Sharing is not always caring
As a child, you were probably taught the value of sharing and the happiness it brings. Now, as an adult, you’ll learn that the opposite holds true. Sharing food, drinks, cigarettes, toothbrushes or other oral items is a sure way to spread sickness, so ditch the playground mentality and be a little selfish sometimes. Your immune system will thank you.
Although drinking plenty of fluids is a key strategy to fighting illness once you’re actually sick, staying hydrated may actually help you prevent illness as well. Our bodies are over 60 per cent water. Water transports nutrients to cells and flushes out toxins, so do yourself a favour and get hydrated.
Get your fruit and veggies
Every day, your immune system silently fights off infection without you ever noticing. To keep your immune system primed to fight infection, you’ll need a healthy diet of vitamins and minerals. Because the jury is still out on exactly which nutrients help the most, it’s best to consume a variety of fruits and vegetables to ensure that you’re covered. As a general rule of thumb, stick to darker or more colourful fruits and veggies since these tend to be loaded with the most nutrients.
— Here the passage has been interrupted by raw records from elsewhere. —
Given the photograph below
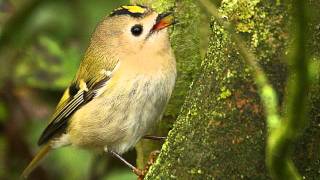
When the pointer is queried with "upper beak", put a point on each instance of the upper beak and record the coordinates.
(163, 20)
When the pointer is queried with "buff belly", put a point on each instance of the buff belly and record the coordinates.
(117, 120)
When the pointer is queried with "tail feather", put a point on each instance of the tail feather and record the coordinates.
(36, 160)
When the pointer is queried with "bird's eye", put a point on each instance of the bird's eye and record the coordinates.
(136, 30)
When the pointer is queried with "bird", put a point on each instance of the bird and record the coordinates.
(123, 84)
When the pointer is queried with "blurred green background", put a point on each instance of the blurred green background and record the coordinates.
(41, 45)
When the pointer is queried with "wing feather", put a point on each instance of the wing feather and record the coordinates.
(70, 105)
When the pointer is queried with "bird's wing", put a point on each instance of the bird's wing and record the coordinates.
(78, 94)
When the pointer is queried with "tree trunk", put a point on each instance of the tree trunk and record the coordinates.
(221, 130)
(185, 41)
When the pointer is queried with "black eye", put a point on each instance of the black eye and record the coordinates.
(137, 29)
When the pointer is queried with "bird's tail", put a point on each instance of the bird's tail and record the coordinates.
(35, 161)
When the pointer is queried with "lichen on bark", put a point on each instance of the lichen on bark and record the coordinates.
(220, 132)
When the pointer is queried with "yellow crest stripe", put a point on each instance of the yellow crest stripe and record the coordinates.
(135, 9)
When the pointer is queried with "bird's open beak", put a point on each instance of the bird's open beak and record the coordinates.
(163, 20)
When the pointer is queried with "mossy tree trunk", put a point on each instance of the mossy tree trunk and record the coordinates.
(221, 131)
(186, 46)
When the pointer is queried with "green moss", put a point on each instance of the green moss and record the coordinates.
(187, 58)
(220, 130)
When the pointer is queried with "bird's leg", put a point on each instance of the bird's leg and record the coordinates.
(158, 138)
(137, 171)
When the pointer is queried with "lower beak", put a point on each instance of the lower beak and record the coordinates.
(163, 20)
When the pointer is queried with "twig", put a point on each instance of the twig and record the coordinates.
(282, 133)
(281, 141)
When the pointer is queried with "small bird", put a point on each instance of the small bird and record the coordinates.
(121, 88)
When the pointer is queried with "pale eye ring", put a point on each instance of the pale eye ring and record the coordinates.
(137, 29)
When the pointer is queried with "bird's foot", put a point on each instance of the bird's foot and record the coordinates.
(158, 138)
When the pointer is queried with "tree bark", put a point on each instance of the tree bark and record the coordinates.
(185, 41)
(221, 131)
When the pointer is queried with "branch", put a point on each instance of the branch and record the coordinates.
(282, 133)
(281, 141)
(267, 93)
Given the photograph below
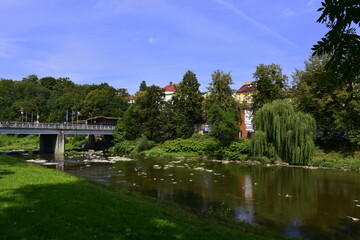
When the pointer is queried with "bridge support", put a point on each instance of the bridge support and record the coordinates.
(52, 143)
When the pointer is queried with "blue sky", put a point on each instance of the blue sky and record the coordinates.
(123, 42)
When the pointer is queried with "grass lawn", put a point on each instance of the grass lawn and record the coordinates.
(41, 203)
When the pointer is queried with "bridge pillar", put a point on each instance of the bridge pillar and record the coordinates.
(91, 141)
(52, 143)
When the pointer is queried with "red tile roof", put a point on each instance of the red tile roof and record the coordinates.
(170, 88)
(247, 87)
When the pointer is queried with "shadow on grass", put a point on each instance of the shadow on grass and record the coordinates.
(86, 210)
(4, 172)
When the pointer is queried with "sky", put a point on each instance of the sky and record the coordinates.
(123, 42)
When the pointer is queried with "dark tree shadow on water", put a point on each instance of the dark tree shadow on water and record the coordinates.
(84, 210)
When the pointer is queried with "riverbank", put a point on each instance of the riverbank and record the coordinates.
(41, 203)
(320, 159)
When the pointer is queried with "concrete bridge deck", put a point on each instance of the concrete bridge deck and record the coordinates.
(52, 134)
(54, 128)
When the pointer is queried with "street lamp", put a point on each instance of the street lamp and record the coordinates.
(22, 113)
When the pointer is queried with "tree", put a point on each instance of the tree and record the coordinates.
(223, 124)
(48, 82)
(341, 41)
(320, 93)
(144, 115)
(187, 101)
(283, 133)
(221, 107)
(270, 83)
(220, 91)
(317, 94)
(105, 102)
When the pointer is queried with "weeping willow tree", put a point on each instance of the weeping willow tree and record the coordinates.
(282, 133)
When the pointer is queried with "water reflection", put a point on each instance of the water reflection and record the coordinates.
(312, 204)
Not only does exercise make you look and feel great, but a ton of recent research also suggests that frequent and regular exercise, at least aerobic exercise, helps boost the immune system. Although it’s not entirely clear how regular exercise helps, the preventative benefits of exercise may be due to its anti-inflammatory effects. Exercise helps reduce inflammatory molecules that are known to impair the immune system.
Avoid other sick people
This tip is so simple that it needs little explanation. If you’re invited to a house and half your friends are flu-stricken, take a rain check. If you’re deafened by the sound of sniffling co-workers, stick to your own desk and sanitise your hands often. Almost all strains of cold and flu viruses spread from direct human contact, so avoiding those who are sick will go a long way in keeping you healthy.
Stop touching your face
The face is where germs enter your body. Simple as that. But the number of ways the cold and flu virus can enter your body through your face may come as a surprise. We’re all aware that we can get sick by breathing in airborne droplets of someone who sneezed (the joys of public transport, eh), but pesky cold and flu viruses can also invade through other secret entry ways, like your eyes. To ensure that all ports are closed: Don’t pick your nose, don’t lick your fingers and don’t rub your eyes. Don’t touch your face!
Wash your hands
You’ve heard it time and time again, and now it’s time to hear it once more: If you want to prevent colds and the flu, just wash your hands. Unless you live in a wood hut somewhere in a remote village, chances are that you’re going to pick up some live virus on your hands at some point in your day, especially if cold and flu viruses are circulating. So, before you touch your face and let these viruses in to feast, just wash your hands. And don’t be a slouch about it. Use warm water and wash thoroughly, for at least 15 seconds. Easy, right?
Of course, we know this doesn’t apply to the dreaded Malaria, which every doctor in Nigeria seems to attribute to everything, even a sprained ankle. The idea is just not to take any chances…be well.